A statement issued in the name of the protesters said they had poured human blood on the airport tarmac, built what they called a "shrine" for Iraqi children, painted the slogan "pit stop of death" on the hangar door, and hacked and hammered at the plane. They also vowed to go on hunger strike.
Farrelly said that just after 4 a.m. (0400GMT) the raiders got through a perimeter fence using wire cutters, smashed a window into the plane's hangar and "did temporarily overpower the guard." He said the officer wasn't physically injured and eventually ran away to summon backup.
The plane has been grounded at Shannon since Wednesday, when a 50-year-old woman used a hatchet to damage the plane's nose, wheels and hydraulics. That attack caused an estimated 500,000 euros (US$550,000) in damage. Farrelly said little extra damage was inflicted Monday.
Ahern said police would more aggressively restrict protesters at Shannon, where left-wing activists opposed to any U.S.-led war in Iraq have spent several weeks living in tents outside the airfield dubbed the Shannon Peace Camp. The protests have been led by the Green Party and ultranationalist Sinn Fein.
"Now we see that we've maybe been over-tolerant with peaceful protests — when they're not being peaceful, they've been carrying axes and hammers, and that has to be reviewed," Ahern said.
Ahern, who had pledged to tighten security after Wednesday's initial vandalism, was asked whether the second attack was embarrassing. "Of course it is," he said.

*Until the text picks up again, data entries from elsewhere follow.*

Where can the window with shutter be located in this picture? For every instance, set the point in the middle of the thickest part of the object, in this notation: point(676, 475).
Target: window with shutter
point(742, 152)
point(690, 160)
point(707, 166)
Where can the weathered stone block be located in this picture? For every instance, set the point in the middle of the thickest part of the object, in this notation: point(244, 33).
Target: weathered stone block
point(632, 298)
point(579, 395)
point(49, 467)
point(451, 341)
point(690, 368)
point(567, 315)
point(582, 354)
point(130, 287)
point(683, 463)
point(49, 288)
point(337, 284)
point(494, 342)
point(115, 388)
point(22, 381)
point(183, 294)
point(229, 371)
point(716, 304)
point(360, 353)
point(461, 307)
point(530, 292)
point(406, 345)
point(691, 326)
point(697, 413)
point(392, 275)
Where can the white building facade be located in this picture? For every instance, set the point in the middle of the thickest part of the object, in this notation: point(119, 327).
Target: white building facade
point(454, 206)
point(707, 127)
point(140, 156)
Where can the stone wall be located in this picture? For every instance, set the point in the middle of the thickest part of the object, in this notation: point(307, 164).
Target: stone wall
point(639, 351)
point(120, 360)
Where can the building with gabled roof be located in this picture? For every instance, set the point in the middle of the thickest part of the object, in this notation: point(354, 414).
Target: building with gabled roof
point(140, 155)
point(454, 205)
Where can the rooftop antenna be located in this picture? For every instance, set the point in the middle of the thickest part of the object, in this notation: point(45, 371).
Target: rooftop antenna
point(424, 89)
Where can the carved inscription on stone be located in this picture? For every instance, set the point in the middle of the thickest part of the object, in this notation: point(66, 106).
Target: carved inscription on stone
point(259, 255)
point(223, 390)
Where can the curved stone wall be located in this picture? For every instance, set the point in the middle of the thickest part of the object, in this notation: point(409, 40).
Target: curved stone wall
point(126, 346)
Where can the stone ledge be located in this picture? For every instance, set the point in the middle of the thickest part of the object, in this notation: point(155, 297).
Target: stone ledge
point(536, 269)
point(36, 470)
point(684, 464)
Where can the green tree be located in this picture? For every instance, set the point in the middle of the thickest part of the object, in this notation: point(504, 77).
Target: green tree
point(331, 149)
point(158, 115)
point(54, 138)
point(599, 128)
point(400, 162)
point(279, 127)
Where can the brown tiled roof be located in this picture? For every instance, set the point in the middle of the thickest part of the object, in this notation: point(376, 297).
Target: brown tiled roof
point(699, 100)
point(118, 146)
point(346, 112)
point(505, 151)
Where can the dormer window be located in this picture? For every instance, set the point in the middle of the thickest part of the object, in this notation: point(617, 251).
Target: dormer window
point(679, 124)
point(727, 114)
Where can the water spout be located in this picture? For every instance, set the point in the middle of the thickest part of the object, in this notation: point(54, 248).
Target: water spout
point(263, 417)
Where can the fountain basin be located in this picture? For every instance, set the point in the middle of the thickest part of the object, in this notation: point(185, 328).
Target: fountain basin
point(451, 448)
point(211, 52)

Ireland's police commander, Commissioner Pat Byrne, traveled to Shannon to inspect its 7-mile (11-km) perimeter. Transport Minister Seamus Brennan said Ireland's minuscule army might be deployed to support police.
"To protect the seven miles is quite a hard thing to do, but it will be done, if necessary with the army," Brennan said.
Calls to the Irish phone line listed on the Catholic Workers Movement's Web site weren't being answered. The movement, which says its members "serve the poor, and resist war and social injustice," traces its origins to a Communist newspaper published in New York in 1933.
Ahern said Ireland would continue to support U.S. flights as long as the Bush administration observed United Nations (news - web sites) policies on Iraq. He accused some protesters of jeopardizing Shannon's survival as a state-owned business.
"Refueling is 40 percent of the business of Shannon, it's the economy of Shannon, and it's not just for Americans alone ... and we could lose that business because a group of people want to participate in malicious attacks. That can't be tolerated," he said.